For ^{1}Σ states the orbital and spin angular momenta are zero and the total angular momentum is just the nuclear rotational angular momentum. For other states, Hund proposed five possible idealized modes of coupling.

| Hund's case | Electrostatic | Spin-orbit | Rotational |
| (a) | strong | intermediate | weak |
| (b) | strong | weak | intermediate |
| (c) | intermediate | strong | weak |
| (d) | intermediate | weak | strong |
| (e) | weak | intermediate | strong |
| strong | intermediate |

The last two rows are degenerate because they have the same good quantum numbers.

In practice there are also many molecular states which are intermediate between the above limiting cases.

== Case (a) ==
The most common case is case (a) in which $\mathbf L$ is electrostatically coupled to the internuclear axis, and $\mathbf S$ is coupled to $\mathbf L$ by spin-orbit coupling. Then both $\mathbf L$ and $\mathbf S$ have well-defined axial components, $\Lambda$ and $\Sigma$ respectively. As they are written with the same Greek symbol, the spin component $\Sigma$ should not be confused with $\Sigma$ states, which are states with orbital angular component $\Lambda$ equal to zero. $\boldsymbol\Omega$ defines a vector of magnitude $\Omega=\Lambda+\Sigma$ pointing along the internuclear axis. Combined with the rotational angular momentum of the nuclei $\mathbf R$, we have $\mathbf J=\boldsymbol\Omega+\mathbf R$. In this case, the precession of $\mathbf L$ and $\mathbf S$ around the nuclear axis is assumed to be much faster than the nutation of $\boldsymbol\Omega$ and $\mathbf R$ around $\mathbf J$.

The good quantum numbers in case (a) are $\Lambda$, $S$, $\Sigma$, $J$ and $\Omega$. However $L$ is not a good quantum number because the vector $\mathbf L$ is strongly coupled to the electrostatic field and therefore precesses rapidly around the internuclear axis with an undefined magnitude. We express the rotational energy operator as $H_{rot}=B\mathbf R^2=B(\mathbf J-\mathbf L-\mathbf S)^2$, where $B$ is a rotational constant. There are, ideally, $2S+1$ fine-structure states, each with rotational levels having relative energies $BJ(J+1)$ starting with $J=\Omega$. For example, a ^{2}Π state has a ^{2}Π_{1/2} term (or fine structure state) with rotational levels $\mathbf J$ = 1/2, 3/2, 5/2, 7/2, ... and a ^{2}Π_{3/2} term with levels $\mathbf J$ = 3/2, 5/2, 7/2, 9/2.... Case (a) requires $\Lambda$ > 0 and so does not apply to any Σ states, and also $S$ > 0 so that it does not apply to any singlet states.
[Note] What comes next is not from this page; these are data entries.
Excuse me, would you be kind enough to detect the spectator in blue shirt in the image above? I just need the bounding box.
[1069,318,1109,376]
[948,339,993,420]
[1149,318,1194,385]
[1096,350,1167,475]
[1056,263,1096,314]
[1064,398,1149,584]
The selection rules for allowed spectroscopic transitions depend on which quantum numbers are good. For Hund's case (a), the allowed transitions must have $\Delta\Lambda = 0, \pm1$ and $\Delta S = 0$ and $\Delta \Sigma = 0$ and $\Delta\Omega = 0, \pm1$ and $\Delta J = 0, \pm1$. In addition, symmetrical diatomic molecules have even (g) or odd (u) parity and obey the Laporte rule that only transitions between states of opposite parity are allowed.

== Case (b) ==
In case (b), the spin-orbit coupling is weak or non-existent (in the case $\Lambda=0$). In this case, we take $\mathbf N=\boldsymbol\Lambda+\mathbf R$ and $\mathbf J=\mathbf N+\mathbf S$ and assume $\mathbf L$ precesses quickly around the internuclear axis.

The good quantum numbers in case (b) are $\Lambda$, $N$, $S$, and $J$. We express the rotational energy operator as $H_{rot}=B\mathbf R^2=B(\mathbf N-\mathbf L)^2$, where $B$ is a rotational constant. The rotational levels therefore have relative energies $BN(N+1)$ starting with $N=\Lambda$. For example, a ^{2}Σ state has rotational levels $N$ = 0, 1, 2, 3, 4, ..., and each level is divided by spin-rotation coupling into two levels $J$ = $N$ ± 1/2 (except for $N$ = 0 which corresponds only to $J$ = 1/2 because $J$ cannot be negative).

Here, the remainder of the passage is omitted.